Plaintiff, who was born in Egypt, was initially hired by the DOE in 1982 to work in the Division of School Facilities as a General Supervisor of Building Maintenance. He continued to hold various positions within the DOE for the next 11 years. On or about September 26, 2003, Plaintiff submitted his resume in response to a vacancy announcement that was posted by the DOE for the position of Deputy Director of Facilities Management Services ("FMS"). Klein is the Chancellor of the DOE, and the DOE is responsible for filling the position of Deputy Director of FMS.
This action arises out of plaintiff's allegation that the DOE discriminated against him on the basis of his national origin when he was not selected for promotion to the position of Deputy Director of FMS. Plaintiff alleges that during his job interview, Deputy Director John O'Connell "denigrated the plaintiff by treating his qualifications for the position as ludicrous." The promotion was given to Michael Hahn ("Hahn"), who is Caucasian, had previously held the position of Acting Deputy Director of FMS.
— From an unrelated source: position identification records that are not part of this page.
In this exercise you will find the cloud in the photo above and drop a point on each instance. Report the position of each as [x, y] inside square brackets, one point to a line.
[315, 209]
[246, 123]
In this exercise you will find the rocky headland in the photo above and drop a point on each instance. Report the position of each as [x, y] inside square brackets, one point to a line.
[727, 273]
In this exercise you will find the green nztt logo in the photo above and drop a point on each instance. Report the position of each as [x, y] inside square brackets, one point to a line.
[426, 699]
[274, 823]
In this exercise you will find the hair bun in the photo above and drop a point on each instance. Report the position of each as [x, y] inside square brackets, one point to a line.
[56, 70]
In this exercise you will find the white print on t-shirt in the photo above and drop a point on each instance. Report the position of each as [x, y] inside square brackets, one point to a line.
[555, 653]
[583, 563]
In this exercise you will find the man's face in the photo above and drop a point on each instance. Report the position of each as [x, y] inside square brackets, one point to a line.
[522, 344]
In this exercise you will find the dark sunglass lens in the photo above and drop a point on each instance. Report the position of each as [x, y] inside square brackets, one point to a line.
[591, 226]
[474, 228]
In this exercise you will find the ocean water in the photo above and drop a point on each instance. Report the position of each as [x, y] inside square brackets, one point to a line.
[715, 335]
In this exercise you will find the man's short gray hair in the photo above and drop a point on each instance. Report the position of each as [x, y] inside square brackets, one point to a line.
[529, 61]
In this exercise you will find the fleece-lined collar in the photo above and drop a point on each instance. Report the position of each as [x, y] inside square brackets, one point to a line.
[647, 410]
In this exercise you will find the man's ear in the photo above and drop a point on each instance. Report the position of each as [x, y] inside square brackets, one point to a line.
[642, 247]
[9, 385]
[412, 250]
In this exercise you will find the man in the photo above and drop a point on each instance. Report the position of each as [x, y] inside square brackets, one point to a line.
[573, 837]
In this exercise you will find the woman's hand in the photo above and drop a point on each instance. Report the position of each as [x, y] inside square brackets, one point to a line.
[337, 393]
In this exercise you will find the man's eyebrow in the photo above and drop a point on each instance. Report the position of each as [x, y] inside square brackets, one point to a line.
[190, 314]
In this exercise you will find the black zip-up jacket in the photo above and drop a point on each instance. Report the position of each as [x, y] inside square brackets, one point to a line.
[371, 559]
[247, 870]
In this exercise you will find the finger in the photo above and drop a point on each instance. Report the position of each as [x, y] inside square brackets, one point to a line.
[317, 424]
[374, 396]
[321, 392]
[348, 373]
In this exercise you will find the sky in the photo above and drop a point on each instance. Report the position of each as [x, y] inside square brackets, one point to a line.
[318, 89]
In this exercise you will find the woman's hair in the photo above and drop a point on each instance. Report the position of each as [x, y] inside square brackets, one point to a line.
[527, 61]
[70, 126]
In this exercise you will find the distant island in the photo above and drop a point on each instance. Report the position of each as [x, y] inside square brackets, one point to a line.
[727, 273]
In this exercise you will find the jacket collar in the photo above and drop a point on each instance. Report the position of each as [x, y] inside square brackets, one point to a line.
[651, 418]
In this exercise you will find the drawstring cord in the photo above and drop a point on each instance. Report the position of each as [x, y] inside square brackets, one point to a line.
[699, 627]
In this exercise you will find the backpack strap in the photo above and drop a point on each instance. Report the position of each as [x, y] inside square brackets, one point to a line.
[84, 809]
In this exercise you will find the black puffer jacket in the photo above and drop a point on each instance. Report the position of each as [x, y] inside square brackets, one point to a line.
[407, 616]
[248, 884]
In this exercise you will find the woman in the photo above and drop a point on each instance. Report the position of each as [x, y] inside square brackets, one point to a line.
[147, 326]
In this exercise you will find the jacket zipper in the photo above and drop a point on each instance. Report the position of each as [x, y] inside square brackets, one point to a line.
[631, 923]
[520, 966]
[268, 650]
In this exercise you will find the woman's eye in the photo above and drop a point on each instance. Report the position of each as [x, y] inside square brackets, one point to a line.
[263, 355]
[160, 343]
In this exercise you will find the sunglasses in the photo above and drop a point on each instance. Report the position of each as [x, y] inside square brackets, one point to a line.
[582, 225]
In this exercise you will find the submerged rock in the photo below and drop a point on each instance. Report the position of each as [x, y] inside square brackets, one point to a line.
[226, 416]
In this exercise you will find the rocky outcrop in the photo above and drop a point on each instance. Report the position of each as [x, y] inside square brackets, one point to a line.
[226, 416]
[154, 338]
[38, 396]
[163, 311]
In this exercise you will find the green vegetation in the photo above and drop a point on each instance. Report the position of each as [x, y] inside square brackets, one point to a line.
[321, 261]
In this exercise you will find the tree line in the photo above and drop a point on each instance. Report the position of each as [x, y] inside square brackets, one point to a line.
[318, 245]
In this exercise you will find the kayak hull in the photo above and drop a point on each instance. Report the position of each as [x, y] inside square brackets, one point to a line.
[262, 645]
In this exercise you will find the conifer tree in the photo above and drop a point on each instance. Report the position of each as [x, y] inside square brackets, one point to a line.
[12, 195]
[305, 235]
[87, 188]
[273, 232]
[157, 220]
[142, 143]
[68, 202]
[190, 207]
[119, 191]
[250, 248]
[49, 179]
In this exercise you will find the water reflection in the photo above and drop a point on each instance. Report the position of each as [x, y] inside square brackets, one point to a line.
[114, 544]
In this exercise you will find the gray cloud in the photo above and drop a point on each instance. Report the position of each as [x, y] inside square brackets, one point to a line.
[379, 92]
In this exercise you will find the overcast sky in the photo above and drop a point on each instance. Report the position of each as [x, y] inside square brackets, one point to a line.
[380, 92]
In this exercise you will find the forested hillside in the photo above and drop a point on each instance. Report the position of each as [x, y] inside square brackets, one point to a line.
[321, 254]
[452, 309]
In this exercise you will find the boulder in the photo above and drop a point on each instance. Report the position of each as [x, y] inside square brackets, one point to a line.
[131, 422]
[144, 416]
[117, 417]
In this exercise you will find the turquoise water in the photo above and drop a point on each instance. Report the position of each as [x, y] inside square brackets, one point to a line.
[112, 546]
On June 21, 2006, defendants moved to dismiss the action as time-barred based on plaintiff's failure to file a timely notice of claim pursuant to New York Education Law § 3813, which they asserted is a condition precedent to commencement of the action. In its original decision, the court denied defendants' motion on the grounds that plaintiff was not required to file a notice of claim for a cause of action for unlawful discriminatory practices under Executive Law § 296, and held that it could not be determined, based on limited documentary evidence submitted by defendants in support of their motion, when the statute of limitations began to run.
Defendants now move for reargument of the original decision, arguing that the court should have applied the notice of claim provision set forth in Education Law § 3813, which requires that a notice of claim be filed in actions against the DOE brought under Executive Law § 296.
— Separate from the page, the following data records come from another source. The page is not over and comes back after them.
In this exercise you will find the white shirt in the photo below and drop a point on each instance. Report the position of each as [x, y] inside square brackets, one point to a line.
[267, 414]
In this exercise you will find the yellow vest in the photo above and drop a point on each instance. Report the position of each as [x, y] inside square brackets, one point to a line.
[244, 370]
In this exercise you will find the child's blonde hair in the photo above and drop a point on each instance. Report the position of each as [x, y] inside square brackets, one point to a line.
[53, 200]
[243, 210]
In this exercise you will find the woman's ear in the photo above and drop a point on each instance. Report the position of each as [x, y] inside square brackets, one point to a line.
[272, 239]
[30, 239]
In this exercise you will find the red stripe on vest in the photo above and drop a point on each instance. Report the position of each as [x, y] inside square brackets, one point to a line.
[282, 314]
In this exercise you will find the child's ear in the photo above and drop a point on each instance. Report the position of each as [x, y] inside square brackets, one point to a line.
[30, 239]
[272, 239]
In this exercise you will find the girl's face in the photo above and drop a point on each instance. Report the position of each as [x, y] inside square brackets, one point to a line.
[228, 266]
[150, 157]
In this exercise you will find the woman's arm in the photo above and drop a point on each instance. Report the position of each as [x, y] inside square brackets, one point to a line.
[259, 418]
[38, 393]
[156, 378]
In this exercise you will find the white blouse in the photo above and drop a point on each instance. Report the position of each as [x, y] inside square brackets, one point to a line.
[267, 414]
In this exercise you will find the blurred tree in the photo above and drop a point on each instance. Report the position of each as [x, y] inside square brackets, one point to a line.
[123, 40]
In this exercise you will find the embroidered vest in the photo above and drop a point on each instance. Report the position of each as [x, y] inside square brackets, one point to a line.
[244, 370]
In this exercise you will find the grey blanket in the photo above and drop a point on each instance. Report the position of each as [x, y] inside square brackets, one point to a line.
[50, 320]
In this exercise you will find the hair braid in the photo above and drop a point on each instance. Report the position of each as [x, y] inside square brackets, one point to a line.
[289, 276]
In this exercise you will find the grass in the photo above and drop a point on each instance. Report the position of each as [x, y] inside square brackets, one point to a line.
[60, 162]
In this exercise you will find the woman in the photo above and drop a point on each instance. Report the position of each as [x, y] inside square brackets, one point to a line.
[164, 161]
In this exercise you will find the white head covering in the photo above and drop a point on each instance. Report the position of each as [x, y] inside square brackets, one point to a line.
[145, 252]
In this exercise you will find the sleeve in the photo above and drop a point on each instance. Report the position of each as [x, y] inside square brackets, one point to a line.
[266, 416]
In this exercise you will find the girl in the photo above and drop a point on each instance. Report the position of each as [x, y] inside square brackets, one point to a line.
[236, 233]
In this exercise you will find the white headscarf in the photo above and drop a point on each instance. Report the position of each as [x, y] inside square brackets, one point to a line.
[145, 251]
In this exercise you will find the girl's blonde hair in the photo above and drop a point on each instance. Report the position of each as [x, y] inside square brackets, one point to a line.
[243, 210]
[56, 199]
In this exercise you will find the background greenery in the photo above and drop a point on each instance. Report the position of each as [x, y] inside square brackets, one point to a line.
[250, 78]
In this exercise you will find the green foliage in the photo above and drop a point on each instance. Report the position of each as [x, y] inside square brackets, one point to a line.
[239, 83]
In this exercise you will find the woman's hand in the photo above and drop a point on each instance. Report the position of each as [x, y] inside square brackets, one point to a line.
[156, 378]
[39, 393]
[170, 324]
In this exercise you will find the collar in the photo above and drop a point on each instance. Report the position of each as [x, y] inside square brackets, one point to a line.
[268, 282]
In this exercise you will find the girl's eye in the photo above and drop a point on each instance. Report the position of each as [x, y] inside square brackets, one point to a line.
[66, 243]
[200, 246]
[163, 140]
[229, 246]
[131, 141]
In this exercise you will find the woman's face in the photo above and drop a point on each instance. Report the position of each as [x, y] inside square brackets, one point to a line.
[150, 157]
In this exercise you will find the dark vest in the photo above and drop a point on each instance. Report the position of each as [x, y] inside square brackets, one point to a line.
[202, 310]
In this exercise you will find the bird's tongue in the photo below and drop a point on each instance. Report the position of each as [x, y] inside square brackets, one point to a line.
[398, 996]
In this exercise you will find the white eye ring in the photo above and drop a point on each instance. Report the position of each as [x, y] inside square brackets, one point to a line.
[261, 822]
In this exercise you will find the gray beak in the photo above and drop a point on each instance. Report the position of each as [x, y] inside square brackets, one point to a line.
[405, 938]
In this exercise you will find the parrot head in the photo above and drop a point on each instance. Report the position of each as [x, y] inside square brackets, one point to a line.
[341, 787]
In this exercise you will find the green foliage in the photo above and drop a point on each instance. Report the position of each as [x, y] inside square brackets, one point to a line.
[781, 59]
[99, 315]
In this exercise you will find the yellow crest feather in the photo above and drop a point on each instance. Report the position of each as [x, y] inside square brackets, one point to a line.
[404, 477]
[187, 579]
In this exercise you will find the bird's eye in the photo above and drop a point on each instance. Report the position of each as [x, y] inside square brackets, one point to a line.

A motion for reargument is addressed to the discretion of the court, and is intended to give a party an opportunity to demonstrate that the court overlooked or misapprehended the relevant facts, or misapplied a controlling principle of law. See, Foley v. Roche, 68 AD2d 558, 567 (1st Dept. 1979); see also, William P. Phal Equipment Corp. v. Kassis, 182 AD2d 22 (1stDept. 1992).
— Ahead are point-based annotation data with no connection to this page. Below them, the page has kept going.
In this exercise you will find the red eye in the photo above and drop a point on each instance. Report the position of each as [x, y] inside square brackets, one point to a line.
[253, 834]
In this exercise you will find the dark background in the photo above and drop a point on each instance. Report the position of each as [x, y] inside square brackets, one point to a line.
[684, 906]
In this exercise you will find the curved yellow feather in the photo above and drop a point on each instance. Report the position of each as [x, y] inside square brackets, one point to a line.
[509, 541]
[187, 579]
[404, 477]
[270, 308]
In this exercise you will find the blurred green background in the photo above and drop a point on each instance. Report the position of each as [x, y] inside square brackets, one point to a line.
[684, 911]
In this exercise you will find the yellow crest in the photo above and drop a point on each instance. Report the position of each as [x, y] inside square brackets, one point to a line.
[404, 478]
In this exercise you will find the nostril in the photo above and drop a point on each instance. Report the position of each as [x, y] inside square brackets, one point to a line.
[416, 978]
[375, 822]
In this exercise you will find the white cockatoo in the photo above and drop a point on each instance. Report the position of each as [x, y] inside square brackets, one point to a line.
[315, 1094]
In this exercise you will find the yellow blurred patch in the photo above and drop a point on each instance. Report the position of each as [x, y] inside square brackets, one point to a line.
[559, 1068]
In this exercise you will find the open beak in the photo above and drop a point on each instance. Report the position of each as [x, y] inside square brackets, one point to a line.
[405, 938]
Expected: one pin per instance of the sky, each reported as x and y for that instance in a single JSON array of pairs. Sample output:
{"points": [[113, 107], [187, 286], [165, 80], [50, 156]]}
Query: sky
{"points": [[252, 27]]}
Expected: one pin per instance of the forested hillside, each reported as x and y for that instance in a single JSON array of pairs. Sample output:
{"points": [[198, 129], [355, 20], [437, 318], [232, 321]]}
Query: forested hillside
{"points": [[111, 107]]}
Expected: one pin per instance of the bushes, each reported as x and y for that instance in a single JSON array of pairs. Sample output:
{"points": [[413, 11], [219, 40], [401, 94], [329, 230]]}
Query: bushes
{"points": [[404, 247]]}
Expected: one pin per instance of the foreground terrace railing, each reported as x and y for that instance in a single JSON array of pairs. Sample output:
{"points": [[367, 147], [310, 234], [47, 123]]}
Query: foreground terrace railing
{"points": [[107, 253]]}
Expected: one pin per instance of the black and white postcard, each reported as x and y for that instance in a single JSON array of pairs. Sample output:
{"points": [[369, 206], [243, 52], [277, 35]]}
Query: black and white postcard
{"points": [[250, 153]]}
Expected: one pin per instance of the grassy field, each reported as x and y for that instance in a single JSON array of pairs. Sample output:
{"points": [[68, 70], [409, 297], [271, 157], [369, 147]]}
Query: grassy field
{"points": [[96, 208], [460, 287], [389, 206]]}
In this case, reargument is granted, and upon reargument, the complaint must be dismissed based on plaintiff's failure to file a notice of claim as required under Education Law § 3813. In its original decision, this court relied on Morrison v. New York City Police Department, 214 AD2d 394 (1st Dept. 1995), in finding that a notice of claim is not required in actions against a municipality or municipal agency brought under Executive Law § 296. Here, however, plaintiff has brought action against the DOE, and must therefore comply with the notice of claim provision set forth in Education Law § 3813, even though plaintiff asserts a cause of action for discrimination under Executive Law § 296. See Education Law § 3813(1); Mills v. County of Monroe, 59 N.Y.2d 307, 308 (1983), cert. denied, 464 U.S. 1018 (holding that the notice of claim requirement in Education Law § 3813(1) applies when a plaintiff seeks "private relief, damages, or reinstatement for employment discrimination" in violation of the State or City Human Rights Law); see also Sangermano v. Board of Cooperative Educational Services of Nassau Co., 290 AD2d 498 (2nd Dept 2002).
With respect to the statute of limitations issue, Education Law § 3813 (2-b) provides that, "no action or special proceeding shall be commenced against any entity specified in subdivision one of this section more than one year after the cause of action arose." (emphasis added). A claim under Education Law § 3813 (2-b) accrues when the "administrative action becomes `final and binding' when it `has an impact' upon the petitioner who is thereby aggrieved." A.C. Transportation, Inc. v. Board of Education of the City of New York, 253 AD2d 330, 337 (1stDept), lv. denied, 93 NY2d 808 (1999), quoting, Matter of Edmead v. McGuire, 67 NY2d 714, 716 (1986). In this case, the one-year statute of limitations accrued when plaintiff was not hired for the position or, at the very latest, when he received of a letter dated November 5, 2003, informing him that another candidate had been hired for the position. As this action was not commenced until on or about February 17, 2006, which is well after the expiration of the statute of limitations in November 2004, it must be dismissed as untimely.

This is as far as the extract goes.